El cristiano vive el presente, bajo la mirada de la eternidad.
CONCLUSIÓN
Hasta aquí hemos realizado un breve y conciso repaso sobre los aspectos más esenciales que envuelve el pasado, presente y futuro, del creyente en Cristo; presentando las condiciones bíblicas que identifican al verdadero cristianismo, para sobre todo no incurrir en confusión. Es decir, una revisión sucinta de las principales enseñanzas que definen la figura del cristiano, basado fundamentalmente en la propia Escritura, que en definitiva es la que posee toda autoridad sobre dicho tema.

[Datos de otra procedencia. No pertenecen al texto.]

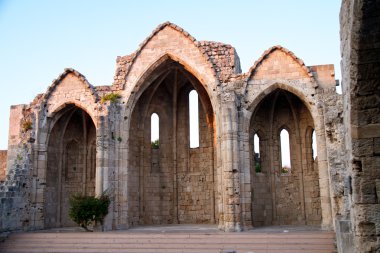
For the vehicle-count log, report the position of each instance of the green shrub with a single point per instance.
(113, 97)
(87, 210)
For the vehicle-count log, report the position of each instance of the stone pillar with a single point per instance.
(3, 164)
(360, 48)
(230, 164)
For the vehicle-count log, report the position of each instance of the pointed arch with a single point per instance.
(91, 89)
(308, 102)
(190, 51)
(157, 70)
(270, 51)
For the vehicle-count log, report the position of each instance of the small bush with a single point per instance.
(87, 210)
(156, 144)
(27, 125)
(113, 97)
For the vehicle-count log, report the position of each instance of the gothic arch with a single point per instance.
(281, 108)
(172, 167)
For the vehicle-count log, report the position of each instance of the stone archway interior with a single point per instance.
(71, 163)
(171, 183)
(279, 196)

Es hora de restaurar el espíritu equilibrado de todos aquellos conceptos evangélicos que determinan la identidad cristiana, así como de las oscuras propuestas teológicas de nuestra moderna Cristiandad. Por tal motivo, es necesario recuperar, de una forma fresca y natural, la conveniente visión bíblica de nuestra posición espiritual como hijos de Dios… En esta propuesta, somo conscientes de que a veces los cristianos logramos complicar nuestra realidad con doctrinas que confunden y en ocasiones enturbian nuestra existencia. Y, al mismo tiempo, nos olvidamos de mantener candentes los argumentos básicos de la buena doctrina bíblica, que por otra parte hacemos bien en conocer y a la vez en compartir con los demás, desde una actitud sabia y razonable. Por ejemplo, es muy frecuente observar cómo la juventud cristiana se pregunta por la voluntad de Dios para su vida. Como es de suponer, si no se tiene claro la condición como cristiano, y la relación con Dios y con los demás, desde luego no va a poder hallar respuestas adecuadas. Esta negligencia y descuido suele originar problemas diversos, no solo existenciales, sino también morales y éticos; en tanto el cristiano se enfrenta con preguntas difíciles que no sabe responder con precisión.

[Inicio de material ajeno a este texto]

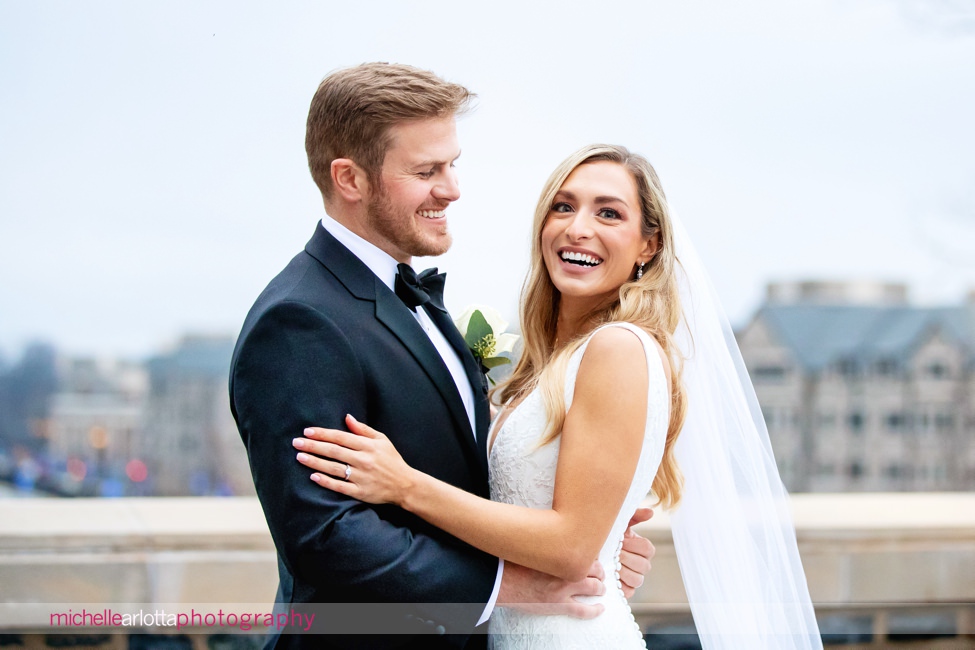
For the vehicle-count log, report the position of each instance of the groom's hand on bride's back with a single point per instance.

Quizá estemos descuidando la importancia que posee la presencia real del Dios eterno, que se ha revelado fundamentalmente en Jesucristo y en su Santa Palabra, y que con su infinito poder mantiene un control exacto sobre el desarrollo de la Historia…. Es aconsejable escapar de la ignorancia, y conocer adecuadamente el mensaje de las Escrituras, que es donde se responde a las grandes preguntas acerca de nuestra complicada Humanidad. Ello, además, nos ayudará a obtener una mayor visión espiritual en la vida cristiana, y a ser cada día más conscientes de la obra perfecta de Jesucristo; reavivando, en el mejor sentido, nuestro sentimiento de urgencia en proclamar el maravilloso mensaje del Evangelio a este mundo perdido.

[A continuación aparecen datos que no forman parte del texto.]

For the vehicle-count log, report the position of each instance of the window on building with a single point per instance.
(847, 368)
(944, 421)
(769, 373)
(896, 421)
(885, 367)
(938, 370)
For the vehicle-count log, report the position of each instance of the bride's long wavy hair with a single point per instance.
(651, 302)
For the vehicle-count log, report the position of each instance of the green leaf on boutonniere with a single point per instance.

Por otro lado, es preciso también tomar conciencia del significado tan excelso que supone obtener el título de cristiano. No podemos en ningún modo rebajar nuestra categoría espiritual, por ser incomprendidos, rechazados, o por recibir la presión de una sociedad injusta que no reacciona ante el gran amor de Dios.
Nos corresponde, aparte de todo ello, mantener viva y radiante nuestra esperanza, reconsiderando los tiempos del fin y la consumación en el estado eterno, donde por fin el amor, la paz y la justicia, reinarán por siempre. Discurrir sobre estas implicaciones tan gloriosas, nos ayudará en buena medida a confirmar nuestra fe, y a reanimar todo espíritu decaído. Es lo que precisamente recomienda la Escritura: «Por tanto, alentaos los unos a los otros con estas palabras» (1 Ts. 4:18).
Ahora bien, pese a observar las graves incongruencias de nuestra Cristiandad, no debemos renunciar en nuestro compromiso con el mensaje de Cristo. Es cierto que hay cristianos inconsecuentes con este magnífico título, pero solo Dios conoce quiénes realmente son los verdaderos cristianos… Hemos de reconocer, que también los hay que sinceramente buscan seguir la voluntad de su Señor, pero desdichadamente se ven limitados bajo el yugo de ciertas dificultades internas, bien sean físicas o psicológicas, añadiendo a todo ello los factores de presión social, cultural o familiar. Algunos cristianos son como torpes ovejas, que se descarrían fácilmente. Otros simplemente son recién nacidos espiritualmente, y están en proceso inicial de aprendizaje. No son pocos los que por ser débiles en la fe persisten en su flaqueza, y por ello su vida cristiana resulta tan inestable… Con todo, la gracia y el amor del buen Pastor celestial continúa cobijando al creyente fiel, por muchas que sean sus restricciones.
Por lo demás, aunque el cristiano ande en rectitud, no tiene de qué gloriarse, y seguro que, mirando hacia atrás, mucho de qué arrepentirse. De tal manera, la Revelación de Dios hará resaltar más el pecado que las virtudes, por el hecho de ver la inmensa gracia divina y por comparación nuestra propia insuficiencia.
Por todo lo dicho, concluimos que la vida de todo nuevo convertido a Dios, ha de obtener un fundamento seguro donde construir su fe en Cristo, adquiriendo así una adecuada visión de su magnífica condición espiritual… Al igual que todos los demás seres, también los cristianos somos olvidadizos, por lo que a menudo estamos obligados a repasar los conceptos bíblicos más esenciales, recuperando así el sentimiento fresco y renovado de nuestra extraordinaria condición delante de Dios. Por eso hemos de seguir recordando, de manera sencilla y práctica, las bases cristianas por las cuales estamos llamados a defender, con rigor bíblico y fervor espiritual, nuestra valiosa posición en Cristo.
Igualmente se desea que aquellos que andan desorientados entre un mar de dudas a causa de la presente confusión religiosa, logren despejar toda incertidumbre sobre el verdadero significado de ser cristiano en nuestro mundo «cristianizado».
Llegados hasta aquí, y por encima de las consideraciones expuestas, reconocemos que son los textos de la Palabra divina los que nos guían en la correcta visión de nuestra experiencia cristiana. Cada vez que acudimos a los pasajes bíblicos con espíritu reflexivo, y motivados por la obediencia a Dios, éstos sobresalen de forma especial en las Páginas sagradas, colmando de gozo y bienestar nuestra vida espiritual. Y así renovamos la esperanza de un futuro maravilloso que está por venir, donde los hijos de Dios nos encontraremos participando de la gloria eterna, la cual será manifestada con todo esplendor cuando Jesucristo en persona regrese para recoger a su amada Iglesia… y esto puede ocurrir hoy mismo.
«De modo que si alguno está en Cristo, nueva criatura es; las cosas viejas pasaron; he aquí todas son hechas nuevas» (2 Corintios 5:17).